CTX-M enzymes are the most common extended-spectrum ß-lactamases among Escherichia coli in a tertiary Greek hospital

Spyros Pournaras1, Alexandros Ikonomidis1, Ioulia Kristo1, Athanassios Tsakris2,* and Antonios N. Maniatis1

1 Department of Medical Microbiology, University of Thessalia, Mezourlo, Larissa; 2 Department of Microbiology, Faculty of Nursing, School of Health Sciences, University of Athens, 123 Papadiamantopoulou Street, 11527 Athens, Greece

Keywords: ESBLs , hospital-acquired infections , CTX-M ß-lactamases , Etest , PFGE , PCR , Greece

Sir,

Extended-spectrum ß-lactamases (ESBLs) have emerged among Gram-negative bacteria; predominantly Klebsiella pneumoniae and, to a lesser extent, Escherichia coli and other species.
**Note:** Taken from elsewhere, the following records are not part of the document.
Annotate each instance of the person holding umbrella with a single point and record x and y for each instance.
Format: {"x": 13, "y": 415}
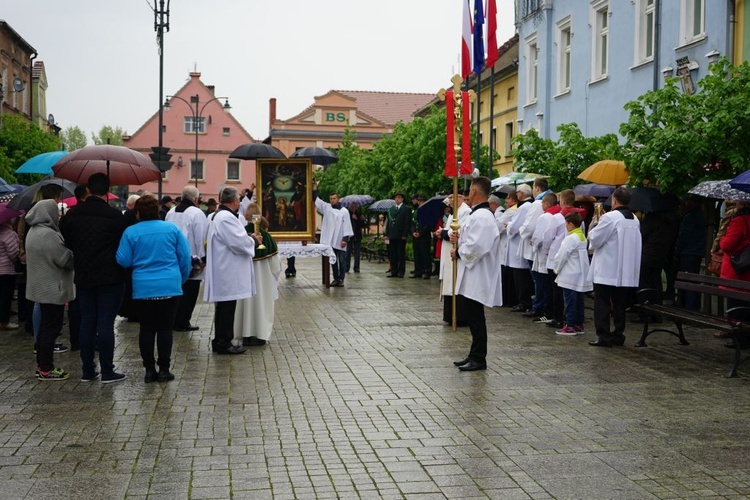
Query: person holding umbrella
{"x": 93, "y": 230}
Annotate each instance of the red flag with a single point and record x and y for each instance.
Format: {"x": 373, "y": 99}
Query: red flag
{"x": 466, "y": 168}
{"x": 491, "y": 38}
{"x": 450, "y": 123}
{"x": 466, "y": 31}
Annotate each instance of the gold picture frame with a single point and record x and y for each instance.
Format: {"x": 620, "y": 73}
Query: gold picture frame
{"x": 285, "y": 198}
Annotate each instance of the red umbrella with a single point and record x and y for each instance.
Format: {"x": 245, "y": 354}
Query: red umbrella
{"x": 122, "y": 165}
{"x": 72, "y": 201}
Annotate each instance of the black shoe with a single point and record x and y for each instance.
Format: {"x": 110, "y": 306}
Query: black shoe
{"x": 472, "y": 366}
{"x": 165, "y": 376}
{"x": 230, "y": 350}
{"x": 189, "y": 328}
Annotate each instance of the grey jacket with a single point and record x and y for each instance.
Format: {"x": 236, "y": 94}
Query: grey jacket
{"x": 49, "y": 262}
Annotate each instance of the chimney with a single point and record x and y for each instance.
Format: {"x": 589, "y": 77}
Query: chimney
{"x": 271, "y": 112}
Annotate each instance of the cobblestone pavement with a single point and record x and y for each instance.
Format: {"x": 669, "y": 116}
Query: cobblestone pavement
{"x": 357, "y": 396}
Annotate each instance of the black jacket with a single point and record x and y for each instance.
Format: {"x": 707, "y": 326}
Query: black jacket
{"x": 92, "y": 230}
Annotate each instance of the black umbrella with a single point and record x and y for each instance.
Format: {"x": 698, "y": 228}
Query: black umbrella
{"x": 319, "y": 156}
{"x": 257, "y": 151}
{"x": 25, "y": 198}
{"x": 431, "y": 211}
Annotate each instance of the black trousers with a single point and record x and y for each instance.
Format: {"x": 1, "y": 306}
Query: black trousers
{"x": 224, "y": 324}
{"x": 186, "y": 304}
{"x": 52, "y": 318}
{"x": 510, "y": 298}
{"x": 422, "y": 260}
{"x": 610, "y": 300}
{"x": 397, "y": 256}
{"x": 524, "y": 286}
{"x": 478, "y": 328}
{"x": 157, "y": 318}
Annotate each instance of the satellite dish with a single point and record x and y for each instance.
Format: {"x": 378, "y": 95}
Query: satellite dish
{"x": 18, "y": 85}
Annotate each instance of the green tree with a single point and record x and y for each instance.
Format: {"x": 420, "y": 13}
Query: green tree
{"x": 19, "y": 141}
{"x": 108, "y": 135}
{"x": 678, "y": 140}
{"x": 73, "y": 138}
{"x": 563, "y": 160}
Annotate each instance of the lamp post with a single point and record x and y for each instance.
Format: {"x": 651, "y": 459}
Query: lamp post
{"x": 161, "y": 24}
{"x": 196, "y": 110}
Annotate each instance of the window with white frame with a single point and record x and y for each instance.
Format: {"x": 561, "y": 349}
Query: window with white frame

Most ESBLs are mutants of the classical TEM and SHV enzymes, but since 1995 a rapid increase in the number of CTX-M variants has been reported among enterobacterial isolates from hospitalized patients.1 CTX-M enzymes hydrolyse and confer resistance to cefotaxime preferentially over ceftazidime and exhibit a higher susceptibility to tazobactam than to clavulanic acid. Currently, the CTX-M family includes almost 40 variants, divided between five major amino acid sequence subtypes (see www.lahey.org/studies/other.asp#table1).1 They are most prevalent in South America and the Far East, but have also been disseminated in several European countries.13 Recently, CTX-M-type ß-lactamases were reported among E. coli isolates from Greece.4

During February 2003–February 2004, 426 E. coli isolates were recovered consecutively from hospital-acquired infections of separate patients hospitalized at the University Hospital of Larissa, Thessalia, Greece. Twenty-three (5.4%) of the isolates were confirmed as ESBL producers by the Etest ESBL screening method (AB Biodisk, Solna, Sweden) using cefotaxime and ceftazidime plus clavulanate. MICs of ß-lactams against these isolates were determined using Etest, whereas susceptibility testing against other antimicrobials was performed by the disc diffusion method on Mueller–Hinton agar.5 Against all but four of these isolates, the cefotaxime MIC was at least eight-fold higher than that of ceftazidime. Third-generation cephalosporins and aztreonam exhibited a notably variable efficacy against the ESBL producers (Table 1).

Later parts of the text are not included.